Say tree and most Brits can rattle off the following species: oak, beech, elm, birch, fir, horsechestnut, maybe weeping willow and possibly hawthorn. Species that belong in woods and which are way too big for most gardens, let alone patios, decks, roof gardens and balconies. 

So lots of us never consider buying a tree, but National Tree Week was launched to raise awareness of the fact that there are plenty of small and dwarf trees that flourish in pots. And by investing in them we'll be improving our own personal environment and doing our bit for biodiversity.

Diana Beamish of Shropshire-based Trees Direct says small trees are easy to care for and they look delightful. She recommends dwarf apple, weeping cherry, Cornus florida, dwarf cherry and olive trees for container planting, while trees that don't grow so big and so work for small gardens include damson trees and acers.

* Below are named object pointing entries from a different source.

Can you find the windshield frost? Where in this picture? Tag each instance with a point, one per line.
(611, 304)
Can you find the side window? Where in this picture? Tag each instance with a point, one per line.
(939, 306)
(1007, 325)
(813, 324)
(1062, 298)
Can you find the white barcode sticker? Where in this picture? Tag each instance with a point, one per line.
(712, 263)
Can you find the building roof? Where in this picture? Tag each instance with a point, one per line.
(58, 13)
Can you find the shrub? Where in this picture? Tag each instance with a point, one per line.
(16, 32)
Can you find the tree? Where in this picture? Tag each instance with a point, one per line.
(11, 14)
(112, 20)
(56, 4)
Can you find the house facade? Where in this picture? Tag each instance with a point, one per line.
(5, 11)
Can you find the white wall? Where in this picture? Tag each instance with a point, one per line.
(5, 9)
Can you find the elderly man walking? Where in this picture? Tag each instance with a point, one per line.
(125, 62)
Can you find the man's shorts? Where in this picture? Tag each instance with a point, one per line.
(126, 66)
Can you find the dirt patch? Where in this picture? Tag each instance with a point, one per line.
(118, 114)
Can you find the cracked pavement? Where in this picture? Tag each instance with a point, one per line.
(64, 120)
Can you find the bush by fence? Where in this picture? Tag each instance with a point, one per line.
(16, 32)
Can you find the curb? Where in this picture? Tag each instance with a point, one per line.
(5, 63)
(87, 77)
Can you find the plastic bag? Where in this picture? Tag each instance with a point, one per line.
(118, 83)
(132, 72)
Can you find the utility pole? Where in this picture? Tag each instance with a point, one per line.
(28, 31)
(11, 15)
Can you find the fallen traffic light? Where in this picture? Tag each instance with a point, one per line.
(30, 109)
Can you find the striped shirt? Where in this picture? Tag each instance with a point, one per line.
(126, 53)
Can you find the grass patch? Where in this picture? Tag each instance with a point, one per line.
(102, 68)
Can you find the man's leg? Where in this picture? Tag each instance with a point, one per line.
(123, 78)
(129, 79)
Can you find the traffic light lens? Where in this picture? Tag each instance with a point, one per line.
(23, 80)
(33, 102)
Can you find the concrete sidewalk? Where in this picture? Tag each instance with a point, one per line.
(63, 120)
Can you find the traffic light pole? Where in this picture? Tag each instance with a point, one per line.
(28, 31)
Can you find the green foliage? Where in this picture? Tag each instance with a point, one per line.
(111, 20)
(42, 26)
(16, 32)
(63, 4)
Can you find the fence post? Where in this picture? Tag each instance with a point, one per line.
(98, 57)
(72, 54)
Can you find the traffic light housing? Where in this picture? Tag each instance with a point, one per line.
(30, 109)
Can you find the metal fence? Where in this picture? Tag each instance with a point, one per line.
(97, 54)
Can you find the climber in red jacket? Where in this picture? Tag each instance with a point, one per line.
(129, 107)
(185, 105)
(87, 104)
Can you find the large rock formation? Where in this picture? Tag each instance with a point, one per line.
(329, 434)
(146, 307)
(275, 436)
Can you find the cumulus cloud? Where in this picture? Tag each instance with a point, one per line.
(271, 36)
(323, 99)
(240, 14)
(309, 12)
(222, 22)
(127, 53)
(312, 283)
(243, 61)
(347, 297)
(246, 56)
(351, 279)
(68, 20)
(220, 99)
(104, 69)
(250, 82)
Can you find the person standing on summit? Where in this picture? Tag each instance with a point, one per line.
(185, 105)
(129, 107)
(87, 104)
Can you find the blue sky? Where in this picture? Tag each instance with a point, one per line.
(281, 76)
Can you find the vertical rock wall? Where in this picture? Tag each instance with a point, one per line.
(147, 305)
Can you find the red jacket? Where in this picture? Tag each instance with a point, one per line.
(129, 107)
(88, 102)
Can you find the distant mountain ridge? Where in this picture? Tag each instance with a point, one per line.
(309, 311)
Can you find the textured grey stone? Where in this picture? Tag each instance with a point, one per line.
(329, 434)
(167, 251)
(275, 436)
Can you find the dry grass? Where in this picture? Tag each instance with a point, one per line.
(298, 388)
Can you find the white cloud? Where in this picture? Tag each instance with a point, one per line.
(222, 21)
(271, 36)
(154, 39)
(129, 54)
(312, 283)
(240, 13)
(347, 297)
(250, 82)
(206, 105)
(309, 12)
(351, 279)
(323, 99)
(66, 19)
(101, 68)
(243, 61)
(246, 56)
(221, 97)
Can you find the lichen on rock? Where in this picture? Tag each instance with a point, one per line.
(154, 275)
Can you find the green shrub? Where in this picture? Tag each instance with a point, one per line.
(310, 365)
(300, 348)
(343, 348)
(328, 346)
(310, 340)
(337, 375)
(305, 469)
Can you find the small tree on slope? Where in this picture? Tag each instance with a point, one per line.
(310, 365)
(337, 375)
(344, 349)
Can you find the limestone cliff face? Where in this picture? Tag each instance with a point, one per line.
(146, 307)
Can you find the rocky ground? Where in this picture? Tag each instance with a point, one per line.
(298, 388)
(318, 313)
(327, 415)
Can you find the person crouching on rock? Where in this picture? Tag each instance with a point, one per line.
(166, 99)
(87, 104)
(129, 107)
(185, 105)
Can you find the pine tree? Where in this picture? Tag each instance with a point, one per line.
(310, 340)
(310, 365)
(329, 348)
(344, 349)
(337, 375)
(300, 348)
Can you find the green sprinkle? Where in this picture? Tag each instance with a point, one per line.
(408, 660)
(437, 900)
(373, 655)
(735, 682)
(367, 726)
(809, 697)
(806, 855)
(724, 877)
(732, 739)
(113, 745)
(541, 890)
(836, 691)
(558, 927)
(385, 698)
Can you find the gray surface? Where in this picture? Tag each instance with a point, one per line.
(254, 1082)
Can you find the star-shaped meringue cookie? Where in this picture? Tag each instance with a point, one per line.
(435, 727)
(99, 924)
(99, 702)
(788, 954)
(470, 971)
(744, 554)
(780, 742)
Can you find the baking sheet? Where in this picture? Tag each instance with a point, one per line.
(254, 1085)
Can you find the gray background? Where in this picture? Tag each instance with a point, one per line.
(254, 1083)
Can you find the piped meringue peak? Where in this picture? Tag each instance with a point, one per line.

Dwarf cherry trees live long lives in pots. www.treesdirect.co.uk
Good for pots ...Cornus Florida. www.treesdirect.co.uk
Weeping cherry tree, good for pots. www.treesdirect.co.uk
A damson tree in blossom. www.treesdirect.co.uk
Why should we plant trees?
  • Trees absorb CO2 and give off oxygen, so they're vital to life on earth and help counter climate change
  • They're beautiful, improve our landscapes and give us resources such as fruit and timber.
  • Trees and plants - native or non-native - attract birds, bees and other wildlife to our gardens.
  • Biodiversity can improve ecosystems by restoring natural balance and providing food and habitat for wildlife.
  • Trees help prevent flooding and soil erosion.
  • Trees and plants contribute to a sense of contentment and calmness.
  • The appearance of gardens of any size and style can be improved with appropriate, well-positioned trees.
Orange trees in pots make a patio look wonderful
Olive trees grow well in pots in the British climate

Diana Beamish has tips to help ensure trees you buy for your garden or containers will grow and thrive:

  • After unpacking your tree, give it a good soak in its pot.
  • When you're ready to plant it out, prepare a hole which should be approx twice the width of the pot and 1.5 times the depth.
  • Trees like a little bone meal so sprinkle some in the hole. If the soil is poor some compost will also help your tree to settle in.
  • Lift tree out of pot, keeping as much soil intact around the tree. DO NOT TOUCH THE ROOTS. Place tree in the prepared hole. Fill round the roots and bottom of trunk with soil. 
  • Press soil round trunk firmly. Mulch if you want. Stake tree if necessary and WATER THROUGHLY.  
  • If planting in a dry period, take time to water so the tree doesn't dry out, but be careful not to overwater. 
  • If you're planting in a very cold spell, often spreading straw, hay, sacking or old newspaper can protect the base of the tree from a cold frost. 

So go on, plant a tree..and remember if you don't have a garden, just get hold of a large pot.